While King is best known for his iconic, “I Have a Dream” speech, his vision for the future was much larger than a world where “little black boys and black girls will be able to join hands with little white boys and white girls as sisters and brothers.” King’s vision was, by many accounts, a radical one: a world without war, famine, poverty, or any other forms of oppression.

In service of this vision, Martin Luther King Jr. drew upon his immense intellect, deep conviction, and experiences of attending segregated public schools in Georgia to organize rallies, marches, sit-in, teach-ins and various other demonstrations. Incredibly, between 1957 and 1968, King traveled over six million miles and spoke more than twenty-five hundred times. He was a man who tirelessly pushed for a better world for all or, as his wife Coretta Scott King once wrote, “he spoke out sharply for all the poor in their hues, for he knew if color made them different, misery and oppression made them the same.”

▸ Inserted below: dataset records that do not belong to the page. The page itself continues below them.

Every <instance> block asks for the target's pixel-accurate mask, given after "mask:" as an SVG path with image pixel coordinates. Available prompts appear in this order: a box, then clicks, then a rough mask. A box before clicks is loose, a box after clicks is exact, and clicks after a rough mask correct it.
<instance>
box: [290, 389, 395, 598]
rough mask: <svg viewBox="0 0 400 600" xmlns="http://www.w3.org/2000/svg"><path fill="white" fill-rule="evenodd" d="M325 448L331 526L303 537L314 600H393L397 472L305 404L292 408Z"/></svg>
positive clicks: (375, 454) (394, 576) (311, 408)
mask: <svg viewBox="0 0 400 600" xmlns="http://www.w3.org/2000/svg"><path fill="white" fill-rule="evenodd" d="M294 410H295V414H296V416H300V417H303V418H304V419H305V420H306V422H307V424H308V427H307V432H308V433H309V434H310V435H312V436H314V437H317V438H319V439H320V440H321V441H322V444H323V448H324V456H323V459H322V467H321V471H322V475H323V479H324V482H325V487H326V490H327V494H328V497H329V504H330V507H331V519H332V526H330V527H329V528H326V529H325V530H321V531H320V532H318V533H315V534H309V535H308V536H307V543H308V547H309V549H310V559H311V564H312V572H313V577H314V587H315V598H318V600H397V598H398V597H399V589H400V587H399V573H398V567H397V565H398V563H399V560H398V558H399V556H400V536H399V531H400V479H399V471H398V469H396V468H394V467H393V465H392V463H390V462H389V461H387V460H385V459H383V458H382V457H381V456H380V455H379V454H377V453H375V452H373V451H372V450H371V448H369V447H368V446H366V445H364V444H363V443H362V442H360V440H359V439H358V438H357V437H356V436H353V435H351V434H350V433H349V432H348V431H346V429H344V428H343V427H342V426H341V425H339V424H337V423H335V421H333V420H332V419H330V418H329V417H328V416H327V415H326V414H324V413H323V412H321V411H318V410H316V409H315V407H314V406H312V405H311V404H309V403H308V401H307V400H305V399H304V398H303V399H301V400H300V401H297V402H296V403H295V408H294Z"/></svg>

This is why each year, on the third Monday in January, millions of people around the world reflect upon the efforts of Dr. King. In the face of tremendous obstacles, Dr. King found strength in the community and continually showed solidarity with the most oppressed.

In Ontario, we are in an ongoing global pandemic that is disproportionately impacting Black and Indigenous people, people with disabilities, economically oppressed people, seniors, women, and all the intersections therein. Throughout this pandemic, we have seen repeatedly that the current conservative government values some more than others. We must work together to end this injustice and, as we do, we must draw upon the courage and integrity that Dr. King so consistently demonstrated. This June, the provincial election provides us all with another opportunity to use the power of our democratic vote to make change.

Martin Luther King Jr. Day is a reminder to all of us that, while CUPE is made up of different Locals and members from various cultural/ethnic backgrounds and life experiences, we are one family in the fight for justice. Today is an opportunity for us to continue Dr. King’s legacy with a recognition, as he so eloquently stated, that “injustice anywhere is a threat to justice everywhere.”